So, Your Genes Cannot be Patented in the US, Why Should You Care?

Elpidio V. Peria
15 June 2013

Last Thursday, 13 June 2013, the US Supreme Court issued a unanimous ruling in a long-awaited case involving the legality of patenting human genes, in Association for Molecular Pathology, v. Myriad Genetics, Inc.,, holding that a naturally occurring DNA segment is a product of nature and not patent eligible merely because it has been isolated, but complementary or cDNA, (a synthesized analogue of the same DNA), is patent eligible because it is not naturally occurring.

This case involved the BRCA1 and BRCA2 breast cancer genes that were isolated by Myriad Genetics of Salt Lake City, Utah, in the US, and is now being used to test women for breast cancer, something made familiar by news reports of Hollywood star Angelina Jolie’s decision to remove her breasts and ovary as a preemptive action to prevent being afflicted with such disease.

The immediate impact of this decision is the lowering of the costs of similar breast cancer test kits in the US and perhaps also in the developing world, like in the Philippines, which kits are now coming out, as a result of the decision. This is now possible since with the invalidation of Myriad’s patents on the BRCA1 and BRCA2 genes, other companies who may work on these genes will no longer be stopped by Myriad from doing so.

This will also encourage researchers in the developing world, including the Philippines, as they will no longer worry about being sent demand letters ordering them to stop their research activities, or else negotiate a hefty licensing fee from Myriad, the owner of the patent in these genes. Of course, we may also ask if there are Filipino research groups who may have the funding and the facilities to work on these types of genes. For Filipinos in the US, they can avail of these lowered costs for detecting cancer diseases, which, the sooner it can be done, should result in early detection and treatment. For those in the Philippines, the effects of the lower price of the breast cancer tests means there are a lot more people who may be able to afford it.

As to whether the legal principles used to invalidate these patents can be used to invalidate patents on non-human, i.e., animal, plant or other living matter, genes, this remains to be seen if groups working on this issue will mount these types of expensive cases.

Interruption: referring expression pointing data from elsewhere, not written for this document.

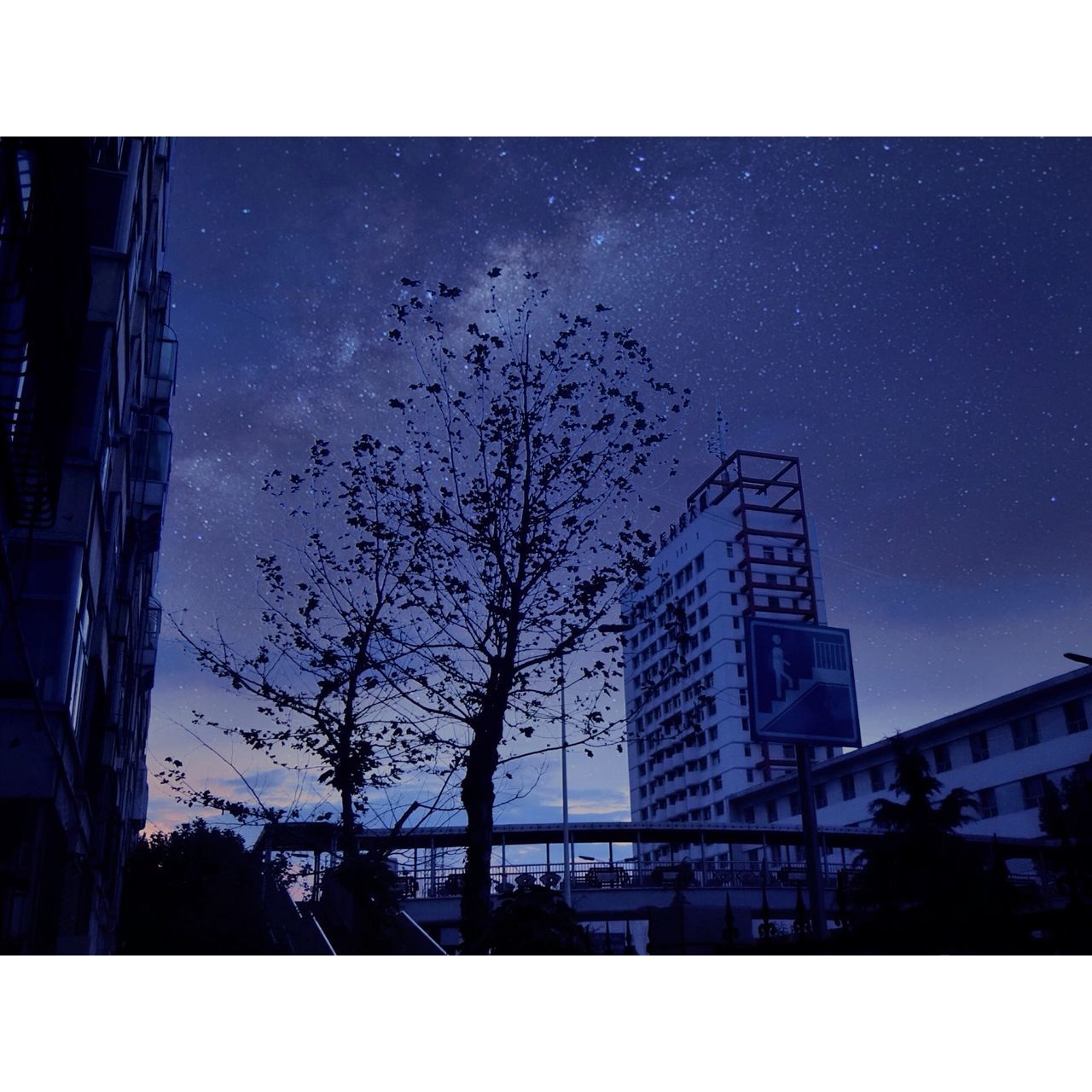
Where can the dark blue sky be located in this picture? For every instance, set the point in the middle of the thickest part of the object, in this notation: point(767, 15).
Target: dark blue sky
point(909, 317)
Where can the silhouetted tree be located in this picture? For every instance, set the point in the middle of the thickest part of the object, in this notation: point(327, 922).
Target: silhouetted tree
point(1066, 814)
point(526, 437)
point(319, 674)
point(195, 892)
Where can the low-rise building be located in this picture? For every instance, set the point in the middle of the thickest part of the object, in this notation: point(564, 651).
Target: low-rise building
point(1002, 752)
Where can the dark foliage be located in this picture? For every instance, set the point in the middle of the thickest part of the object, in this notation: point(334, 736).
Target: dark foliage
point(537, 921)
point(925, 889)
point(195, 892)
point(359, 908)
point(526, 439)
point(1066, 814)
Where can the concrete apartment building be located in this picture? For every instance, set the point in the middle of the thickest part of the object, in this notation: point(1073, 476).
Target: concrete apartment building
point(86, 375)
point(744, 545)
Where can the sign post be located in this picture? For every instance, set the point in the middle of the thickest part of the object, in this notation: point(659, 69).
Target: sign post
point(802, 690)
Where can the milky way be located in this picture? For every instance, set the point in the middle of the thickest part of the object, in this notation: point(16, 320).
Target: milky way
point(909, 317)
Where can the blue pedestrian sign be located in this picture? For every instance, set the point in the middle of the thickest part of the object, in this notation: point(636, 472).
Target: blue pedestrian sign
point(800, 682)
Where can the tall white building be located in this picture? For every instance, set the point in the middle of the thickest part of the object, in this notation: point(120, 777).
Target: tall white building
point(743, 546)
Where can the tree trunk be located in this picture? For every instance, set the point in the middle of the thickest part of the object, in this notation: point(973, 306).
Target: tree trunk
point(478, 798)
point(348, 826)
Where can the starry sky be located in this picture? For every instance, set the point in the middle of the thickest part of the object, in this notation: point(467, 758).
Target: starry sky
point(909, 317)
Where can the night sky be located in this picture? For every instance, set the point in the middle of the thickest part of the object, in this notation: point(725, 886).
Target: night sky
point(909, 317)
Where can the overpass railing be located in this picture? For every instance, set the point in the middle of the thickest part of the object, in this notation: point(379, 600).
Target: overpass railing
point(447, 881)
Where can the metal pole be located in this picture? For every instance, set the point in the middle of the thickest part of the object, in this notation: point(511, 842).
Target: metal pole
point(566, 880)
point(810, 839)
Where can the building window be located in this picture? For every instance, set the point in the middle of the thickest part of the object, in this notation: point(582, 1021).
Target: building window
point(1025, 733)
point(1032, 788)
point(979, 747)
point(1076, 721)
point(942, 758)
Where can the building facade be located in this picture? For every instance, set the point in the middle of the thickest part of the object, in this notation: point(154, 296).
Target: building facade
point(1002, 752)
point(86, 375)
point(744, 546)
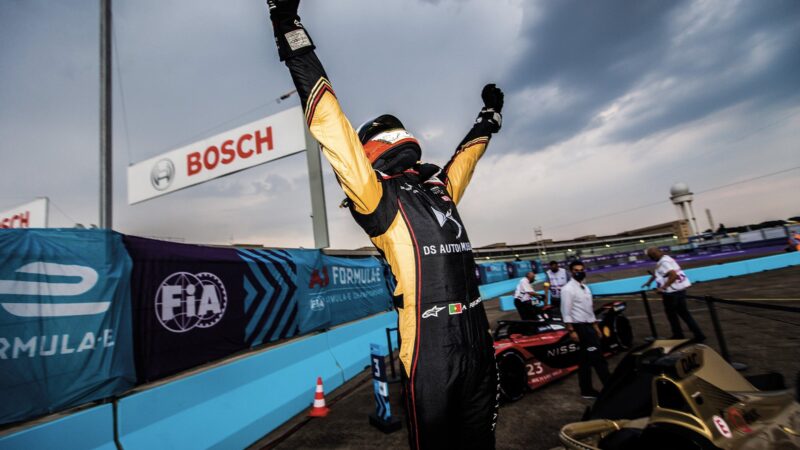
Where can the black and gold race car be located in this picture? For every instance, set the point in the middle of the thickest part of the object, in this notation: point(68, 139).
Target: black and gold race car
point(676, 395)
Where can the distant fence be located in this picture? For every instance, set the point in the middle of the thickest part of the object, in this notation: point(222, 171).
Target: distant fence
point(634, 284)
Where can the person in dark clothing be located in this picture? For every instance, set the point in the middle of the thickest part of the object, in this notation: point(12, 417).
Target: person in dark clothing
point(577, 311)
point(408, 209)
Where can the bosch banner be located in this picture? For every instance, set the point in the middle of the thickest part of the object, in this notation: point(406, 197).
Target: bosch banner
point(194, 304)
point(264, 140)
point(65, 325)
point(29, 215)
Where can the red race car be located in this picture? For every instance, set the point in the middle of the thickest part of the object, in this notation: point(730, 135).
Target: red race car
point(532, 353)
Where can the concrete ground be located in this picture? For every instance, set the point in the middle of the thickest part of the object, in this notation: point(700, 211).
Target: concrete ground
point(765, 340)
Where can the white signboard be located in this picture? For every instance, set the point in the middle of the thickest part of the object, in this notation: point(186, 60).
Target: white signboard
point(29, 215)
point(262, 141)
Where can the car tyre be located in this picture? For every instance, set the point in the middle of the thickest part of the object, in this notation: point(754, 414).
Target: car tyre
point(513, 376)
point(623, 332)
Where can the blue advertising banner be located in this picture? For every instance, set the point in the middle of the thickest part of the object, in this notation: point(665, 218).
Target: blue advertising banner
point(194, 304)
point(65, 325)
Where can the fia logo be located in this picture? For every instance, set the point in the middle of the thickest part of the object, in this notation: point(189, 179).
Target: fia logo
point(162, 174)
point(185, 301)
point(88, 279)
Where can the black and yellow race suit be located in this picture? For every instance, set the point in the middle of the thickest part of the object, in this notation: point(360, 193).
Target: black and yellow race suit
point(446, 348)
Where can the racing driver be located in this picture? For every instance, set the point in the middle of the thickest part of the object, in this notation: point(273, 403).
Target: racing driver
point(408, 209)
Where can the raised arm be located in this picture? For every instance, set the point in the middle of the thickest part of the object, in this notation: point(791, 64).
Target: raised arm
point(459, 169)
point(324, 116)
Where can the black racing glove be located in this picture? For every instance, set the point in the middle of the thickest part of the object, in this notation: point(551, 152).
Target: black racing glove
point(290, 36)
point(492, 105)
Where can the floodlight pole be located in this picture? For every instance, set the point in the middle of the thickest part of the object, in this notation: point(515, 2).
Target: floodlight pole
point(105, 115)
point(319, 217)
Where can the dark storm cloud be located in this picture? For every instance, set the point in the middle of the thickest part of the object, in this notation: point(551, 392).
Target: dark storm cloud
point(580, 58)
point(752, 56)
point(590, 52)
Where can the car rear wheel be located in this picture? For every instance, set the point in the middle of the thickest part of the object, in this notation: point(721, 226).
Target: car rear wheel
point(513, 376)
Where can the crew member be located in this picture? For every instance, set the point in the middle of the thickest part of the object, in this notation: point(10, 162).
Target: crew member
point(408, 209)
point(794, 241)
point(524, 297)
point(672, 283)
point(577, 313)
point(557, 277)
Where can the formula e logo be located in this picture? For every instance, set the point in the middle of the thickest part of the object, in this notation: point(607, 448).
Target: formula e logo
point(88, 279)
point(319, 280)
point(317, 304)
point(185, 301)
point(433, 312)
point(162, 174)
point(442, 218)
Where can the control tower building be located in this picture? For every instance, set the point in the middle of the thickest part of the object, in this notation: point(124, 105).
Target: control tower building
point(682, 198)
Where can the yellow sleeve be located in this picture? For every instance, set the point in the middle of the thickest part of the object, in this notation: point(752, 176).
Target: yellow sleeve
point(459, 170)
point(342, 148)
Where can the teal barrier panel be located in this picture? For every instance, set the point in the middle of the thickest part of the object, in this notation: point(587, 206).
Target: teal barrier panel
point(90, 429)
point(229, 406)
point(633, 284)
point(350, 344)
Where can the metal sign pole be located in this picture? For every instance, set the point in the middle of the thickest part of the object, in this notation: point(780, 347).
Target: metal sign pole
point(319, 217)
point(105, 115)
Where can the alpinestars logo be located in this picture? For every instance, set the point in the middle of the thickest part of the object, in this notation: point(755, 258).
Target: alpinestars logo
point(433, 312)
point(442, 218)
point(185, 301)
point(88, 279)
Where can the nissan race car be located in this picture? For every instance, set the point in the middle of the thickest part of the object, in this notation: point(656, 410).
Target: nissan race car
point(675, 395)
point(532, 353)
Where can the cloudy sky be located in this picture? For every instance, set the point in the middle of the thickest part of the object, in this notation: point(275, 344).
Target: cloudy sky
point(608, 103)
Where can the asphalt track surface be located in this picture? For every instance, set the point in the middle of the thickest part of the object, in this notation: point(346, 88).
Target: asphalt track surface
point(764, 340)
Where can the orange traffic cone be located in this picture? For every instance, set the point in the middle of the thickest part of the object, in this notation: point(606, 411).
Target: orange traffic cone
point(319, 409)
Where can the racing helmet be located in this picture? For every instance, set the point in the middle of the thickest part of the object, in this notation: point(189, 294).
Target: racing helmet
point(384, 138)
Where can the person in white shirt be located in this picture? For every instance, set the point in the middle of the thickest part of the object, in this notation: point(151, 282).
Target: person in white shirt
point(672, 283)
point(524, 297)
point(557, 277)
point(577, 312)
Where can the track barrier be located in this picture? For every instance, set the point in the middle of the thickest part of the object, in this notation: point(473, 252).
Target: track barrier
point(91, 428)
point(230, 405)
point(720, 335)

Perhaps in their revision of the Patent Manual, the Philippine Intellectual Property Office, even if US cases are not directly applicable here but merely have a persuasive application, may want to use this case as a key principle to guide their patent examiners, to exact a higher level of effort from researchers, who now doesn’t just need to show they have isolated certain living cells or chemical compounds, but also show that they have put certain amount of effort in synthesizing it, in order that it can be owned.